SECTION 8. Protection Orders.- A protection order is an order issued under this act for the purpose of preventing further acts of violence against a woman or her child specified in Section 5 of this Act and granting other necessary relief. The relief granted under a protection order serve the purpose of safeguarding the victim from further harm, minimizing any disruption in the victim’s daily life, and facilitating the opportunity and ability of the victim to independently regain control over her life. The provisions of the protection order shall be enforced by law enforcement agencies. The protection orders that may be issued under this Act are the barangay protection order (BPO), temporary protection order (TPO) and permanent protection order (PPO).
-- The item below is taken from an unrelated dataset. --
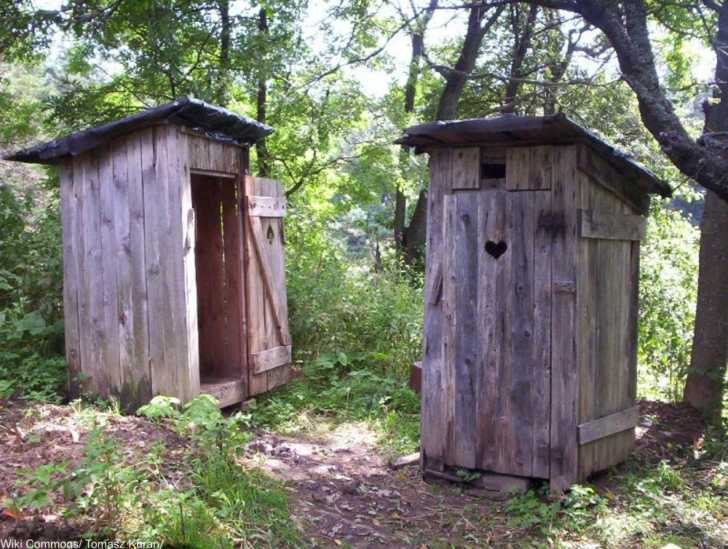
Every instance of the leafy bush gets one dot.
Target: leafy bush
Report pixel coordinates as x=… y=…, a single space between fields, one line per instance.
x=31 y=330
x=668 y=291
The protection orders that may be issued under this Act shall include any, some or all of the following reliefs:
x x x
(k) Provision of such other forms of relief as the court deems necessary to protect and provide for the safety of the petitioner and any designated family or household member, provided petitioner and any designated family or household member consents to such relief.
Any of the reliefs provided under this section shall be granted even in the absence of a decree of legal separation or annulment or declaration of absolute nullity of marriage.
The issuance of a BPO or the pendency of an application for BPO shall not preclude a petitioner from applying for, or the court from granting a TPO or PPO.
This benefit may be extended depending on the protection order that may be issued by the Barangay or the Court.

(R.A. 9262)

Under Section 8, protection orders may be granted by either of the following

1) Barangay Protection Order (BPO);

2) Temporary Protection Order (TPO); and

3) Permanent Protection Order (PPO).

NB: There is no cap/ceiling/limit on the extension of the leave credit.
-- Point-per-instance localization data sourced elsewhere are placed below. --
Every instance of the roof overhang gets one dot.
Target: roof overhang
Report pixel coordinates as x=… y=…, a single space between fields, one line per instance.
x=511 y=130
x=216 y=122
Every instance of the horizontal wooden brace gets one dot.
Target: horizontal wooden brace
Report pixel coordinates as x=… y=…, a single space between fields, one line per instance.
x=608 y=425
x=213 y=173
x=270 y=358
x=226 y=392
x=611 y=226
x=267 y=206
3. Conditions for entitlement

The conditions for entitlement are as follows:

1) That the female employee presents a Certificate of Pending Action as proof that an action is pending relative to the violence; and

2) Such certificate is issued by either the Barangay Chairman/Councilor, Prosecutor, or Clerk of Court.

4. Favorable employee stipulations

The above discussion may be superseded by any stipulation favorable to the employee via an employment contract, company policies, collective bargaining agreement, or analogous thereto.